Chaque année, vous recevez en automne une lettre de votre assurance-maladie. Celle-ci vous informe d’une éventuelle augmentation de vos primes de l’assurance de base pour l’année suivante. Saviez-vous que les assureurs-maladie n’ont pas le droit de fixer à eux seuls le montant des primes?

Lorsque vous tenez entre vos mains la lettre de votre assurance-maladie en automne, vous savez ce qui s’y trouve: les primes de l’année suivante. Mais ce que beaucoup de personnes ignorent, c’est que les assureurs-maladie ne fixent les primes ni arbitrairement, ni selon leur bon vouloir. En effet, toutes les primes calculées dans l’assurance de base sont préalablement vérifiées par l’Office fédéral de la santé publique (OFSP), qui joue le rôle d’autorité de surveillance.

L’autorité de surveillance

L’OFSP surveille l’activité des assureurs-maladie au niveau de l’assurance obligatoire des soins. Cette surveillance est inscrite dans la loi. L’OFSP d’une part vérifie si les assureurs-maladie sont en mesure de proposer l’assurance de base et d’autre part contrôle chaque année les primes.
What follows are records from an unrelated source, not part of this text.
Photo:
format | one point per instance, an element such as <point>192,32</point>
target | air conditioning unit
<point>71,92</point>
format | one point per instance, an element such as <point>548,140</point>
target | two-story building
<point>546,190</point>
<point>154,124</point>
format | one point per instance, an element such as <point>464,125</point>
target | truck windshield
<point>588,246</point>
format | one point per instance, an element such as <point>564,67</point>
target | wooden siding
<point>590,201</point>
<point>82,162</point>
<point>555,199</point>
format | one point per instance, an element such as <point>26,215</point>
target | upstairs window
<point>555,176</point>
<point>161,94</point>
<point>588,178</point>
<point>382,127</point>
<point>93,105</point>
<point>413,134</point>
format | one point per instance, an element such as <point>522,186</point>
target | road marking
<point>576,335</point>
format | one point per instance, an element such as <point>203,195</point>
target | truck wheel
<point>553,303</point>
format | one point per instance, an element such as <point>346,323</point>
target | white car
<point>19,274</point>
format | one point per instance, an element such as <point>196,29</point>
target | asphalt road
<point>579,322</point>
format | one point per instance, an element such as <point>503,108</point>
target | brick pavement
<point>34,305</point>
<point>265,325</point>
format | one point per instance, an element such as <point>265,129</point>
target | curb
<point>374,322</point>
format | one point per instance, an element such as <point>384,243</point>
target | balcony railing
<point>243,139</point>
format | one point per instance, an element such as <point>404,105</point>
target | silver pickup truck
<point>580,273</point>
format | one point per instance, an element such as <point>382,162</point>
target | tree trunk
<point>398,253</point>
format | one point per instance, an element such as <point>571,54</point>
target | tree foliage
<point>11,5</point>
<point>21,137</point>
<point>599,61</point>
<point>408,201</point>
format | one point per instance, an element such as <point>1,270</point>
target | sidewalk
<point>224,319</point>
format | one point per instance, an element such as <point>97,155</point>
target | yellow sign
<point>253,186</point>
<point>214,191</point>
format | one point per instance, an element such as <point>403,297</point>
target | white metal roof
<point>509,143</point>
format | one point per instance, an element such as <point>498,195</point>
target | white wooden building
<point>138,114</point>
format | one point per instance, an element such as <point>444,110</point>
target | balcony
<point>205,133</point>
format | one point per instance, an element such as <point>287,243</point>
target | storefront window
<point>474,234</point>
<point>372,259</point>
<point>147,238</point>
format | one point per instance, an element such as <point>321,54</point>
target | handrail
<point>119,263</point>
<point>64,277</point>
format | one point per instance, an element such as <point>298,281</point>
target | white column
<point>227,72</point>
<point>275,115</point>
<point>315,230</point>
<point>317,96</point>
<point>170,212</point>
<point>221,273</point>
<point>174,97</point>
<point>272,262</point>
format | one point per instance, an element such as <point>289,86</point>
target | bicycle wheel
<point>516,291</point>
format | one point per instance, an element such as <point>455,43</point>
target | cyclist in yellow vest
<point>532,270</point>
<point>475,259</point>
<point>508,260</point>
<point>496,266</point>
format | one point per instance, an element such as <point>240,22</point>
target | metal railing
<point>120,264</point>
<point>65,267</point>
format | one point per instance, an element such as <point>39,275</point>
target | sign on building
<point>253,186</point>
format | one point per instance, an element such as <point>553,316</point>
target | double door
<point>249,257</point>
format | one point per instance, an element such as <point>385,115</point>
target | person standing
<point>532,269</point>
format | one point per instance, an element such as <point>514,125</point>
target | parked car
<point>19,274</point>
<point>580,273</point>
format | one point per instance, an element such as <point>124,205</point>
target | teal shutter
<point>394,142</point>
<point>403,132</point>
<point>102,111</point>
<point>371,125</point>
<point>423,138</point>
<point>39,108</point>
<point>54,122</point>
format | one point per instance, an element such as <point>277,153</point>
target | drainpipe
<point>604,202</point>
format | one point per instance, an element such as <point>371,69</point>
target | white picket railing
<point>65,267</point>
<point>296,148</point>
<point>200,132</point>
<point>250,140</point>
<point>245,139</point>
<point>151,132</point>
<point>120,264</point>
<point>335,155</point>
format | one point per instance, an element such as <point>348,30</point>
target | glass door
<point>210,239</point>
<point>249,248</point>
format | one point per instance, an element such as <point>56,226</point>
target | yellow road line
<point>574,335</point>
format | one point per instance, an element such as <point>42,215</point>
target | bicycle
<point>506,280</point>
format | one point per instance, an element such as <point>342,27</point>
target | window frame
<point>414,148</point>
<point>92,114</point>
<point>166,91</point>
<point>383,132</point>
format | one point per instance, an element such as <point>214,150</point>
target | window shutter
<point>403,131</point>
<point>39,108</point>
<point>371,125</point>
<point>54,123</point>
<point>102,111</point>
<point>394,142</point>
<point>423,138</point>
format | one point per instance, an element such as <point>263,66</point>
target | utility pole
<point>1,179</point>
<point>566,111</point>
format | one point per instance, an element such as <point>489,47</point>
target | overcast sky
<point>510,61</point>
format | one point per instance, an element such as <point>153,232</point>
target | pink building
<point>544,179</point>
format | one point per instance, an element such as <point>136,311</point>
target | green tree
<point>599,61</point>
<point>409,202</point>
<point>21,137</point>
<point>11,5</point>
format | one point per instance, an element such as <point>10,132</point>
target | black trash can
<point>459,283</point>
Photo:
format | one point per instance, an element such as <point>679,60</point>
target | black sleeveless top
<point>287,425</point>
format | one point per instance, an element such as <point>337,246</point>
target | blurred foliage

Bénéfices dans l’assurance de base?

Loi fédéral

La loi fédérale sur la surveillance de l’assurance-maladie sociale (LSAMal) règle les dispositions détaillées.
Dans l’assurance obligatoire des soins, les assureurs-maladie ne sont pas autorisés à réaliser des bénéfices. Les primes servent à couvrir les coûts des prestations versées ainsi que les charges administratives liées à l’assurance . De plus, une partie de l’argent des primes alimente les réserves légales que tout assureur-maladie doit constituer.

Règles principales

Vos primes sont calculées très tôt déjà. Chaque printemps, nos experts travaillent d’arrache-pied pour établir le montant des primes de l’année suivante. Une fois les primes calculées, elles doivent être soumises à l’OFSP. Celui-ci vérifie que les primes permettent de couvrir les coûts et que les intérêts des assurés ont été pris en considération. Les primes ne sont pas approuvées si 1. elles ne couvrent pas les coûts, 2. sont anormalement élevées par rapport aux coûts à supporter, 3. génèrent des réserves excessives ou 4. ne sont pas conformes aux dispositions légales.

Reflet du système de santé

L’augmentation des coûts de la santé représente un poids pour tout le monde, car chacun paie une participation solidaire à l’assurance de base sociale. Les primes de l’assurance de base ne sont toutefois que le reflet des coûts: sur un franc de prime, 96 centimes financent les prestations médicales. La CSS s’engage quotidiennement pour lutter contre la hausse des primes. Par exemple, elle contrôle rigoureusement les factures ou s’implique dans la révision du tarif médical TARMED. La CSS est une assurance-maladie saine et solide. Vous pouvez consulter ses chiffres dans notre rapport de gestion. Qu’ils tombent malades ou qu’une pandémie se déclare, les clients peuvent compter sur l’assurance de base pour la prise en charge de tous les traitements médicaux nécessaires.